Buggery, polygamy through the back door? - PNP senator rails against bill that recognises ‘all forms of relationship’, but lobbyist, pastor say much ado about nothing
Opposition Senator Lambert Brown stirred controversy on Friday after accusing the Government of quietly slipping through the back door legislation that could give credence to homosexual practices in Jamaica.
Brown was making specific mention to a clause in the Trust Bill which was passed in the Lower House in February.
According to the bill, personal relationships include “every form of relationship by blood, adoption, marriage or combination regardless of whether the law of any jurisdiction recognises the validity, the legitimacy or existence of the relationship”.
Anal sex is outlawed in Jamaica, and the Constitution only recognises marriages between one man and one woman.
But Brown believes the clause to be unconstitutional.
“I have a big, big concern about this personal relationship and what we are about to let in. I can’t support this definition in this bill. I am asking the Government to reconsider this definition in the light of the Constitution,” he said.
Hinting that the 63-member House of Representatives was less thorough than the Senate, Brown suggested that he did not believe that Prime Minister Andrew Holness would endorse the wording in the bill, citing it as ambiguous.
Brown also took issue with another section of the bill stating that “a former personal relationship which has terminated in law or in fact, and a personal relationship also exists between two persons if a personal relationship exists between each of them and a third person”.
“Are we promoting polygamy? I don’t know, because nobody has explained this to us.
“Part of personal relationships include cohabitation, and if you look at the definition of cohabitation, you see it includes sexual relations,” the senator charged, urging the Government to redefine ‘personal relationships’.
The sitting was adjourned for further review of the legislation.

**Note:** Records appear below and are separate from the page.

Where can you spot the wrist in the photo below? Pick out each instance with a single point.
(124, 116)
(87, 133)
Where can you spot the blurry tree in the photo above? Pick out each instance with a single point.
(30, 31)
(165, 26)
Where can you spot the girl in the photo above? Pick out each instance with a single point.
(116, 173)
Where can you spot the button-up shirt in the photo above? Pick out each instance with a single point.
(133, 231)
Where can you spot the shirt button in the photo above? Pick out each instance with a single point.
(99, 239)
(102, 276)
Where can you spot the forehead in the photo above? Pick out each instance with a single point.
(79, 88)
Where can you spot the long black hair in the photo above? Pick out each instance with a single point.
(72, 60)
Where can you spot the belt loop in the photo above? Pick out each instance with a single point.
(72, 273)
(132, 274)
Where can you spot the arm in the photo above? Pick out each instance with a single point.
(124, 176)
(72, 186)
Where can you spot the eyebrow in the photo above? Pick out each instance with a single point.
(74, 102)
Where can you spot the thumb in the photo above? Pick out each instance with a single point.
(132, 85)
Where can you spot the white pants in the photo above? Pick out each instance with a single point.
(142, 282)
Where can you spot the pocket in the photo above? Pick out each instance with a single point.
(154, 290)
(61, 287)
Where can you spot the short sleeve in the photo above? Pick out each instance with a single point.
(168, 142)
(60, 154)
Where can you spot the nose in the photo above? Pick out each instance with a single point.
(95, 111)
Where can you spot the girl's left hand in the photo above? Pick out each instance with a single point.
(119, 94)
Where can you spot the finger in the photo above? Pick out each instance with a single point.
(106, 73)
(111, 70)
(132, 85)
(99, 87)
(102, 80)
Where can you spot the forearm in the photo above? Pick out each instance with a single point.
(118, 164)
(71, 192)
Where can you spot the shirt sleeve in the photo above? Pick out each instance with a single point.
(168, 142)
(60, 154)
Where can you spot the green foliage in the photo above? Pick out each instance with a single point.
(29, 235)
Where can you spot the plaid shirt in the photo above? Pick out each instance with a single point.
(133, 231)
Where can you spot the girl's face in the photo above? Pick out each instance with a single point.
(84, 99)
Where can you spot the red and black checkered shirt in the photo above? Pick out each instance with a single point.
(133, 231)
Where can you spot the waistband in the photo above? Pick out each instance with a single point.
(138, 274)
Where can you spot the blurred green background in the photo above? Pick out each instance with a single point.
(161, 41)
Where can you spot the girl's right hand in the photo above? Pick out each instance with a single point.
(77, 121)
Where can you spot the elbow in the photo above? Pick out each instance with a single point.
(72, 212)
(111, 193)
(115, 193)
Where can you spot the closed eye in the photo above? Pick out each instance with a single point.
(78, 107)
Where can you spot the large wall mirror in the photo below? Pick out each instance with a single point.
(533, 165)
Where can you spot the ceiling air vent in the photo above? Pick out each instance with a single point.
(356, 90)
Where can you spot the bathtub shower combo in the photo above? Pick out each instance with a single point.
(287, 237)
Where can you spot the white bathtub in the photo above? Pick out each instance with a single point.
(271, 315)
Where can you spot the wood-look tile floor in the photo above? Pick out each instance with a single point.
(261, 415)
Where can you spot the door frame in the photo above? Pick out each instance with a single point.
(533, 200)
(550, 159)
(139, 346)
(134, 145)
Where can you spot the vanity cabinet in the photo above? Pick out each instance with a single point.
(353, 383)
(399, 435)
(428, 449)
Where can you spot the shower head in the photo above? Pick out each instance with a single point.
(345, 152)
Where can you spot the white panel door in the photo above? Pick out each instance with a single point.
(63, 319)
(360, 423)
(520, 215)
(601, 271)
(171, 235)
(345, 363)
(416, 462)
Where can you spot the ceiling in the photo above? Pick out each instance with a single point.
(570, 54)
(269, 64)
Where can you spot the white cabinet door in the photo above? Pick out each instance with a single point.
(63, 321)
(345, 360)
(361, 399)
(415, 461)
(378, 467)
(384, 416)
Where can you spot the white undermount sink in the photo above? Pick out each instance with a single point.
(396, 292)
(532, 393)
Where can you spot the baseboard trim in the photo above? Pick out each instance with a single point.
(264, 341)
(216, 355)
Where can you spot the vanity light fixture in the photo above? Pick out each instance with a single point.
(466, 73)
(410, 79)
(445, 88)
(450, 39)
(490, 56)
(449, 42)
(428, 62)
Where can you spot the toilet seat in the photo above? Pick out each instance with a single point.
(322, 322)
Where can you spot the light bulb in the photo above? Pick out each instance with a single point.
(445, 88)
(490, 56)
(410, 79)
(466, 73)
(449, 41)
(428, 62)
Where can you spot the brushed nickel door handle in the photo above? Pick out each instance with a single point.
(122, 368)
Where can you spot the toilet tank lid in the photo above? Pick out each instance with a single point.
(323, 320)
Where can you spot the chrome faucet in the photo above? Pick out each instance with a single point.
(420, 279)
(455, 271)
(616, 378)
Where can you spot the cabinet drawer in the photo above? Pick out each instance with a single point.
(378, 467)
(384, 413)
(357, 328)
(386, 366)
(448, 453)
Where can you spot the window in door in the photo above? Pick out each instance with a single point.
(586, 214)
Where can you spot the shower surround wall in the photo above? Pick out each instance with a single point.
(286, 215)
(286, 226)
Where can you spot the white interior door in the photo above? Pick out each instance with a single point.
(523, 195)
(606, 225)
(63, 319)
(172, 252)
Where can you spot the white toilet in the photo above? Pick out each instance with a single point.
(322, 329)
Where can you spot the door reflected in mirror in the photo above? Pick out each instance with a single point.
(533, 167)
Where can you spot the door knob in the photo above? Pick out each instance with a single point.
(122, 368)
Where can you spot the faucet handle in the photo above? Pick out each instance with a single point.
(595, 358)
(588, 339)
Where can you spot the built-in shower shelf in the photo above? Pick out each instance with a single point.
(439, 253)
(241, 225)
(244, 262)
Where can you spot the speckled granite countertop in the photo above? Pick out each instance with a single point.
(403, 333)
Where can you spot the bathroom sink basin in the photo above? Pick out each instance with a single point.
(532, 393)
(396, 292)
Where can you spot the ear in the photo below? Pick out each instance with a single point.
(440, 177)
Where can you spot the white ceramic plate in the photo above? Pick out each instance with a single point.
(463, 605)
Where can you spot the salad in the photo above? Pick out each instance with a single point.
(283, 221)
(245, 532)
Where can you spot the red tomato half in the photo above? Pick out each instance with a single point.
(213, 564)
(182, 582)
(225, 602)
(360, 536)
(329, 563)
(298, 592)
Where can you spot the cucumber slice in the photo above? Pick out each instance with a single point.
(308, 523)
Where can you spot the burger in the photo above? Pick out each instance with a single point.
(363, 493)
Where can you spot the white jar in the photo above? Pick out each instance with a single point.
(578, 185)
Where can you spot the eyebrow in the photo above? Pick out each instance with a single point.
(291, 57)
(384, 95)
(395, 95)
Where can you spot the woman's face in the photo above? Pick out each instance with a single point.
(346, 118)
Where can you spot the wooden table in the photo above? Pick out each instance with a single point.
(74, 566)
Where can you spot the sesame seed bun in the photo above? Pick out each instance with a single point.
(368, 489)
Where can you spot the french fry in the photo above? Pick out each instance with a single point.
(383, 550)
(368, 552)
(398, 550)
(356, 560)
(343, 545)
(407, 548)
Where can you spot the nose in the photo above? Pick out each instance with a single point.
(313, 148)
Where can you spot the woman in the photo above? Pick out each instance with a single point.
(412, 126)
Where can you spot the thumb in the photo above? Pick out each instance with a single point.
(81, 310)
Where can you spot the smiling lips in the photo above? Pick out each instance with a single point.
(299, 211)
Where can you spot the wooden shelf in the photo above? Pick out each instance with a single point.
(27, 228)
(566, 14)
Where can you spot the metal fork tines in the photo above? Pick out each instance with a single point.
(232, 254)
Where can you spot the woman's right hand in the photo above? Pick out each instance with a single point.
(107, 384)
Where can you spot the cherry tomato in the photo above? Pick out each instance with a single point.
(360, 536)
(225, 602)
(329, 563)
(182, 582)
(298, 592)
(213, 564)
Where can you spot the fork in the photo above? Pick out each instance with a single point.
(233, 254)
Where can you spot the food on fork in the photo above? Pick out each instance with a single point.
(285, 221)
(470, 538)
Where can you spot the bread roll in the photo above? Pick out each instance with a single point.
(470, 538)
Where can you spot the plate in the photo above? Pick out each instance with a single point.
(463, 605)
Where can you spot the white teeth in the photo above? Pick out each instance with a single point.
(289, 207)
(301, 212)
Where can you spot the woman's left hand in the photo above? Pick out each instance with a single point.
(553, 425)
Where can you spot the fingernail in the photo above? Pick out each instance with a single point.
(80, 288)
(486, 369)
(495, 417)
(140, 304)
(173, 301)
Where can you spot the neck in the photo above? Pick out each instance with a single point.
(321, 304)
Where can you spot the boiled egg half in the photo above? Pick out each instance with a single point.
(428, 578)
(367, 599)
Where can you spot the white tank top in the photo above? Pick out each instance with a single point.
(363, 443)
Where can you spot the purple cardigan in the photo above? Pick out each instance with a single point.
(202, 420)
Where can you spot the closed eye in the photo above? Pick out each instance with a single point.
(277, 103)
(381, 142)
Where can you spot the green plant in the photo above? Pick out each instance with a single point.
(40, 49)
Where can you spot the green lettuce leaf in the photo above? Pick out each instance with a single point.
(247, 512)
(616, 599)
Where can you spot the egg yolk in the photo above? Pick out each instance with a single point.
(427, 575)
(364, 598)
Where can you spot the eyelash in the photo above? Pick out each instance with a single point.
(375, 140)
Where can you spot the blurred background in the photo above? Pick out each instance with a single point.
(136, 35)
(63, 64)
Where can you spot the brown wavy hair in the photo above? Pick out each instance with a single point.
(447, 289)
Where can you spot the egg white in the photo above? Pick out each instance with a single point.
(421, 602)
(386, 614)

However, gay-rights activist Jaevion Nelson blasted Brown and accused him of exploiting Jamaica’s historical unease with the cause of the lesbian, bisexual, gay and transgender community.

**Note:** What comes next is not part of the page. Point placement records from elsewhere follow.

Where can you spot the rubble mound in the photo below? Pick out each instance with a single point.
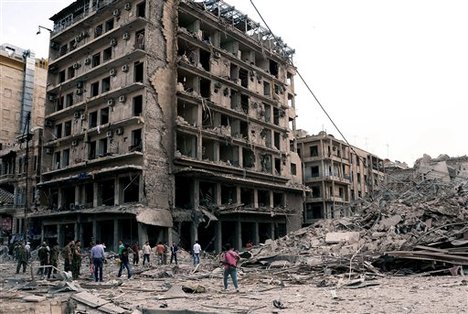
(425, 221)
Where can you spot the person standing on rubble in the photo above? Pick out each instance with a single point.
(21, 257)
(196, 253)
(97, 255)
(44, 257)
(76, 260)
(54, 255)
(174, 250)
(229, 261)
(124, 261)
(146, 252)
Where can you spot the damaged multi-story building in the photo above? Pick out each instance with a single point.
(22, 97)
(336, 174)
(168, 121)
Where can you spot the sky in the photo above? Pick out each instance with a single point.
(393, 75)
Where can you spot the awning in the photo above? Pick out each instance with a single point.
(155, 217)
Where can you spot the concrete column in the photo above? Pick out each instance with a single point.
(238, 235)
(116, 191)
(95, 231)
(115, 243)
(256, 238)
(60, 239)
(77, 195)
(95, 194)
(142, 234)
(256, 198)
(75, 229)
(219, 237)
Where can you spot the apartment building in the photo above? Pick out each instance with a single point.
(336, 174)
(22, 94)
(168, 121)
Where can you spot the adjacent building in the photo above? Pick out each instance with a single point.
(22, 98)
(167, 121)
(336, 174)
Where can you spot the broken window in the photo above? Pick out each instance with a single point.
(266, 89)
(62, 76)
(313, 211)
(94, 89)
(187, 144)
(102, 147)
(109, 25)
(207, 194)
(92, 119)
(314, 171)
(58, 131)
(228, 194)
(66, 157)
(106, 192)
(278, 199)
(92, 150)
(274, 68)
(96, 60)
(248, 158)
(208, 149)
(138, 72)
(247, 197)
(71, 72)
(141, 9)
(293, 169)
(229, 154)
(129, 188)
(277, 166)
(266, 163)
(315, 191)
(104, 115)
(263, 198)
(107, 54)
(183, 193)
(277, 139)
(205, 58)
(67, 128)
(105, 84)
(137, 105)
(205, 88)
(244, 77)
(136, 144)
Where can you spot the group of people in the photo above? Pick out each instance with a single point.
(72, 256)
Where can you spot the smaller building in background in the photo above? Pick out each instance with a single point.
(336, 174)
(22, 95)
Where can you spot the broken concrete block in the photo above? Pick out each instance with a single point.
(340, 237)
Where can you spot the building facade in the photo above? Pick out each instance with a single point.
(22, 98)
(336, 174)
(167, 121)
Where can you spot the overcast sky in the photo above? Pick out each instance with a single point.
(393, 75)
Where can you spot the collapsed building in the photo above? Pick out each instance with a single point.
(336, 174)
(23, 80)
(167, 121)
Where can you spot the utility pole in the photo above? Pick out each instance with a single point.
(26, 137)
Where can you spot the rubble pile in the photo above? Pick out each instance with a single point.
(426, 222)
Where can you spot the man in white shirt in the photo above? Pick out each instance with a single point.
(196, 253)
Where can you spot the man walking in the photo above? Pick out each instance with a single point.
(146, 252)
(174, 249)
(196, 253)
(97, 255)
(230, 266)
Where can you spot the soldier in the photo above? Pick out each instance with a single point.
(76, 260)
(44, 255)
(54, 254)
(21, 257)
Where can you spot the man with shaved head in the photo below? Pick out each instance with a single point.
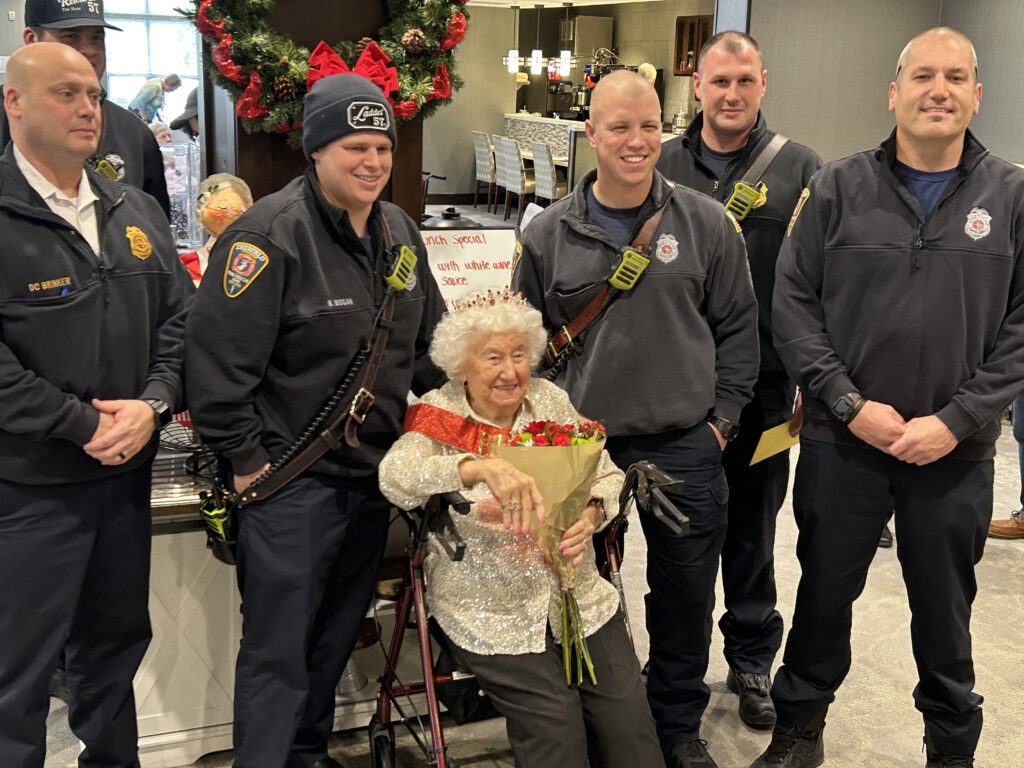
(127, 151)
(667, 365)
(899, 311)
(92, 300)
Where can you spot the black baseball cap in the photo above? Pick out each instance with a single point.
(60, 14)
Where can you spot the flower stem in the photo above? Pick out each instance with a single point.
(566, 640)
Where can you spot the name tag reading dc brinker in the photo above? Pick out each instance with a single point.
(367, 115)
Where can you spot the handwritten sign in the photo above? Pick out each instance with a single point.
(469, 261)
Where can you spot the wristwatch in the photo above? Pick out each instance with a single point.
(848, 407)
(161, 412)
(728, 429)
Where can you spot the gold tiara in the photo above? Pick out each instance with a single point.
(491, 298)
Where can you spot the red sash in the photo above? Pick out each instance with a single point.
(454, 430)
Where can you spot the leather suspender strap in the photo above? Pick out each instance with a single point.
(328, 439)
(764, 159)
(563, 337)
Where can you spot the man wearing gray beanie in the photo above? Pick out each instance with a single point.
(288, 300)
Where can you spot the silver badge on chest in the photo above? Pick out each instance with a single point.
(667, 249)
(979, 223)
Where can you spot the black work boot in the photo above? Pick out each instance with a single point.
(935, 760)
(756, 708)
(795, 747)
(688, 755)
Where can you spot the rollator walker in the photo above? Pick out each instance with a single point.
(645, 484)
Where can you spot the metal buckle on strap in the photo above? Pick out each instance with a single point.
(361, 403)
(556, 347)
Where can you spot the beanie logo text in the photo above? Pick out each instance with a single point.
(368, 116)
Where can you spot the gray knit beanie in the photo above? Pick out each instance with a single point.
(340, 104)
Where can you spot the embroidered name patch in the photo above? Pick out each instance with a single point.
(979, 223)
(140, 246)
(796, 211)
(245, 262)
(368, 116)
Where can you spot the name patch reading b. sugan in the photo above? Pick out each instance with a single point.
(368, 116)
(245, 262)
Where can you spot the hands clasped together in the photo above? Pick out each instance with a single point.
(125, 428)
(519, 498)
(920, 440)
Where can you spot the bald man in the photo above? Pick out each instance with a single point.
(127, 150)
(92, 301)
(899, 311)
(668, 366)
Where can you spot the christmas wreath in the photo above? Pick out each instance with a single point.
(267, 74)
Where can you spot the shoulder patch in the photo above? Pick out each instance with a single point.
(796, 211)
(139, 243)
(245, 262)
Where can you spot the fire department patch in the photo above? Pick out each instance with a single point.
(140, 246)
(979, 223)
(245, 262)
(796, 211)
(667, 249)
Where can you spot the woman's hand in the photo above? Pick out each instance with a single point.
(515, 492)
(574, 540)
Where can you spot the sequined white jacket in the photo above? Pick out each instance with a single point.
(502, 596)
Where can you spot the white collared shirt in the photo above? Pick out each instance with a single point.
(80, 211)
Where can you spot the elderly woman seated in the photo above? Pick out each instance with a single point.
(500, 606)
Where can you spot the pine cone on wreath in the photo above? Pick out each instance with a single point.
(284, 88)
(414, 41)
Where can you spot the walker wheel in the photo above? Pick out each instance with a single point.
(381, 743)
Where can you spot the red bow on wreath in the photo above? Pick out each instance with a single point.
(372, 64)
(221, 55)
(455, 33)
(206, 25)
(441, 86)
(248, 104)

“It is rather unfortunate that a member of the Senate would grandstand in this way about a legal definition which has little to no impact on the lives of LBGT Jamaicans and is in no way an attempt to introduce anything new to Jamaican law.
“For clarity, the Trust Bill, as we understand it, seeks to codify the common law on trust. If Senator Brown’s issue is the inclusion of cohabitational relationships, which include any two people living together, be they friends, lovers, strangers or family, then he should clarify why the Domestic Violence Act passed under the P.J. Patterson administration recognised that ‘members of the household’ could claim protection under the law. ‘Cohabitational relationship’ is, on the face of it, the same as ‘a member of the household’. This is nothing new,” Nelson told The Sunday Gleaner yesterday afternoon.
The Jamaica Council of Churches could not be reached for a comment on the matter.
However, Pastor Raymond Riley from the Holy Cross Church in Falmouth, Trelawny, said he found nothing wrong with definition as written.
“But the Government, I believe, should explain what things mean when you hear issues like these come up. Remember now, there is a lot of ignorance out there, and it’s not something that is easy to get rid of,” said Riley.
“So, the Government should explain and let us move on to making people’s lives more meaningful, and that is where we really want to focus as a church community,” he added.
One attorney who did not want to be identified said the definition could in no way compromise the law criminalising buggery.